Produits forestiers non ligneux: le développement des pépinières en vue

Les communes de Mbang, Doumé, Mindourou, Lomié, Messok et Messamena visées par l’initiative qui a été présentée au public vendredi dernier à Bertoua.

Bertoua a abrité vendredi 7 avril 2017 l’atelier de lancement de la mise en œuvre des modèles de développement des pépinières villageoises des produits forestiers non ligneux dans les communes de  Mbang, Doumé, Mindourou, Lomié, Messok et Messamena. Bounoungou Zibi, responsable de Giz explique à CT qu’il  s’agit de planter 15 000 moabis dans les plantations, cacaoyères et jachères. « Il n’est pas question de faire des grandes plantations mais que chacun plante 2, 3 ou 4 moabis dans son champ ». Sur le choix porté sur le moabi, M. Bounoungou soutient que ce produit est utilisé dans la cosmétique, la pharmacopée mais aussi à cause de la concurrence entre les exploitants.
Les chefs traditionnels, les présidentes des réseaux de femmes, les maires ainsi que les chefs de postes forestiers sont invités à promouvoir le développement des pépinières villageoises et la plantation des produits forestiers non ligneux comme maillon essentiel de l’écologisation des chaînes de valeur ajoutée à l’Est. Sa majesté Bruno Mvondo, responsable du réseau des chefs traditionnels du Cameroun, situe le rôle de l’autorité traditionnelle à un niveau central.  « Le chef intervient pour un grand accès des femmes au foncier. Il est le mobilisateur et devrait réunir la communauté pour présenter l’importance d’un tel projet. En tant que gardien de la tradition, le chef intervient dans la préservation des essences comme le moabi.
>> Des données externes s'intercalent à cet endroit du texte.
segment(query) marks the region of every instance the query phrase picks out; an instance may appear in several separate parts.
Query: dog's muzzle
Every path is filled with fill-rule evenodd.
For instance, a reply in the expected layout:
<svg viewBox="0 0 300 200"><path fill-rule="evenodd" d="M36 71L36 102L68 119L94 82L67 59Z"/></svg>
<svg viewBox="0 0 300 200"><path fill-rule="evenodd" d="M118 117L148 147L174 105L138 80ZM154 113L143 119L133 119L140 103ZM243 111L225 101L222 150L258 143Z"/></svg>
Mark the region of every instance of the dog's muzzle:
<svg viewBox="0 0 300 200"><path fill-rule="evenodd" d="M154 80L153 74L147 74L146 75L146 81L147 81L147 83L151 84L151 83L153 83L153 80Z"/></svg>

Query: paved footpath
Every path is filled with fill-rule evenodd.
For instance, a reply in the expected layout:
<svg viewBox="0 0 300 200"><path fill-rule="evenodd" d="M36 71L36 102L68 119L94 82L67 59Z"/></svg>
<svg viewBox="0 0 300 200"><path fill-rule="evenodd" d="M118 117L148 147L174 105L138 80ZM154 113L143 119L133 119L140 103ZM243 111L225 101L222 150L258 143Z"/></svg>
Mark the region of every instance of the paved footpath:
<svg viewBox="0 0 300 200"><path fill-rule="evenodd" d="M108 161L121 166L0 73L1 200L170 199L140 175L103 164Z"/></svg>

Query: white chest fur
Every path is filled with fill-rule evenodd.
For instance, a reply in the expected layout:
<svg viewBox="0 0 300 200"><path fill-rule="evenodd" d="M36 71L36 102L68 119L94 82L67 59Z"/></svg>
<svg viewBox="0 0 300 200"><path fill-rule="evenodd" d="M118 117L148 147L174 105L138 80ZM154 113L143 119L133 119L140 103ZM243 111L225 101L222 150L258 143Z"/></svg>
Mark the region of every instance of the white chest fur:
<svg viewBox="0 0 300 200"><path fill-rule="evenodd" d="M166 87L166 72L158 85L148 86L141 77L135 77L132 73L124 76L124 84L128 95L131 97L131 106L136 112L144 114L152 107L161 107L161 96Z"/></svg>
Le chef est donc un rassembleur, un éducateur, un formateur, un coach dans le processus de plantation du moabi », pense Bruno Mvondo.
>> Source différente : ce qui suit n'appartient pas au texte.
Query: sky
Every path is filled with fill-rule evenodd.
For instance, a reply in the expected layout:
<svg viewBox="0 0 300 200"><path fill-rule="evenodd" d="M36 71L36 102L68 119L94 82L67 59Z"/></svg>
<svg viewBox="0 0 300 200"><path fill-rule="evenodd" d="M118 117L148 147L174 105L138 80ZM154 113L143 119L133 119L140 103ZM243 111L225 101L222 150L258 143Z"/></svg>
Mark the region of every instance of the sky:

Parmi les activités à mener, il y’a le choix et l’aménagement des sites, la construction des pépinières, l’équipement des pépinières en petits matériels de pépinière, l’édition des outils de sensibilisation sur le moabi et la plantation du moabi, l’organisation des sessions de formation, l’organisation de la collecte des semences.